In some of his writings, Don Orione used different images to describe his concept of work.
Sometimes he explained these images, but not always. But images are more meaningful than academic definitions, because an image opens up an idea, while a definition makes a closure.
In this article, I will try to analyze some of the metaphors used by Don Orione such as ants, a donkey, a straccio (rag), porters and labor, as well as some examples he mentioned of the Orionine sense of work, and of religious who embodied the Founder’s ideals by bearing witness.

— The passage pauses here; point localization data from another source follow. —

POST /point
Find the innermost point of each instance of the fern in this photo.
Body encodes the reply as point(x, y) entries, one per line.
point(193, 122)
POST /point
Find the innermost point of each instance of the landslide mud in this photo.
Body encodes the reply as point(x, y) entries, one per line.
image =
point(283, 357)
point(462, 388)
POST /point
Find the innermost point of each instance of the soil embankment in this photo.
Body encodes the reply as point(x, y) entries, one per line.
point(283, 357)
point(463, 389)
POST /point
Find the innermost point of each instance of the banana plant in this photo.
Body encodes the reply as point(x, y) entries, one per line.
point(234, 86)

The Founder usually used this image of ants with reference to the Sisters and their way of working; for example, in the famous “begging letter for vocations”, he wrote:
“But that is not all, as I also have the Sisters. Divine Providence is at play, placing and developing in my hands in recent years a new Congregation of Sisters, called the Missionaries of Charity (…) I do not know how many of them there are, but I do know that in general they may very well be compared to ants; they give of themselves so totally, growing and multiplying like ants. However, there are never enough of them to meet our needs because there is such a constant demand for them”. 
In a letter addressed to a Sister Superior, he even said that the Sisters are more diligent than male religious: “I have always said that you are like ants and get things done more quickly than we do.” 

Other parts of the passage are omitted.